For women: reduced risk of yeast infections
Tight-fitting underwear can trap heat and moisture between your legs. What makes a yeast infection thrive? Yep — heat and moisture.
Sleeping naked (or even in loose-fitting cotton bottoms) allows for some air circulation around your vagina. Keeping the area cooler and drier may help reduce your chances of getting a yeast infection, too.
For men: potential fertility boost
Heat isn’t a friend of male fertility. Regular exposure to higher temperatures for your testicles can cause sperm counts to drop. Wearing underwear that keeps things packed tight doesn’t exactly offer a cooling effect.
Studies show that men who wear boxers have a higher sperm count than their buddies in briefs. So if loose-fitting boxes help that much, imagine what 8 hours of no clothing might do.
Reasons to keep your PJs on
Sleepwalkers may want to give the idea some extra thought to going au natural to avoid any potential awkward encounters, notes Dr. Drerup.
And if you’re not a fan of doing laundry, consider this: Your washing schedule for bedding may need to increase with more skin-to-sheet contact. (Gross fact: The skin cells you shed in a day can feed 1 million dust mites.

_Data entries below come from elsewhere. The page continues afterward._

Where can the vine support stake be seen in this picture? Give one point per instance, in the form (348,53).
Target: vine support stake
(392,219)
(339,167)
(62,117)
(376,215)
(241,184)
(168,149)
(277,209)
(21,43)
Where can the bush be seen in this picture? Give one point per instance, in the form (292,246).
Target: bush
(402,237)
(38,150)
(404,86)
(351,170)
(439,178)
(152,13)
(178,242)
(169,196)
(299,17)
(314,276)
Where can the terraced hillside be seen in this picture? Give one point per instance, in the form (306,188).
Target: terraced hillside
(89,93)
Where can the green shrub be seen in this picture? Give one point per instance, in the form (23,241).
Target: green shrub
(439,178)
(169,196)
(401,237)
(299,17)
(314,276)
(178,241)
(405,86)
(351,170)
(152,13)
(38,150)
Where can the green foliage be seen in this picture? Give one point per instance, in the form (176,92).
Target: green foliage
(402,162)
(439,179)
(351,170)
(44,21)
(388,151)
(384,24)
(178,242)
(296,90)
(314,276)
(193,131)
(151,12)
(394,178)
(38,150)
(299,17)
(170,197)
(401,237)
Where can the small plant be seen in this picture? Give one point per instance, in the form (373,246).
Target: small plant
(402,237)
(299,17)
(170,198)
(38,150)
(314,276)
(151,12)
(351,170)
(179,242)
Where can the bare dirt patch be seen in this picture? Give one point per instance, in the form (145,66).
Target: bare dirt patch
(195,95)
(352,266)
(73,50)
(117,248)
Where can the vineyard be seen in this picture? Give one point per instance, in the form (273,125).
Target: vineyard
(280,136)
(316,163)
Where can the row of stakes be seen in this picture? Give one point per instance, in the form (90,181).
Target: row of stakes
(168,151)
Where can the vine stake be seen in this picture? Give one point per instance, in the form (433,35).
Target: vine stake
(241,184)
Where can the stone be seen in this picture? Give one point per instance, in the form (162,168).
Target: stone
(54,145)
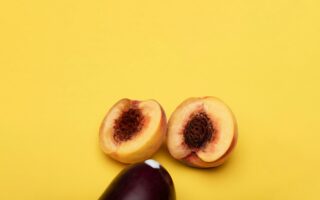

You don’t want to turn your bed into their buffet.)
Can you be cool and clothed?
Going to bed “nearly” naked while wearing lightweight and loose-fitting garments can bring you similar quality sleep results as taking everything off. “Tank tops and boxer-style briefs don’t possess a ton of warming qualities,” says Dr. Drerup.
And while being cool is desirable for sleep, you also don’t want to be cold. There’s even evidence that wearing socks to bed to warm your tootsies can help you drift off to sleep.
So, which is it: off or on?
Ultimately, what you wear to sleep is a personal choice. “There’s no proven benefit or harm to sleeping naked,” says Dr. Drerup. “Just do what feels right and then rest easy with your decision.”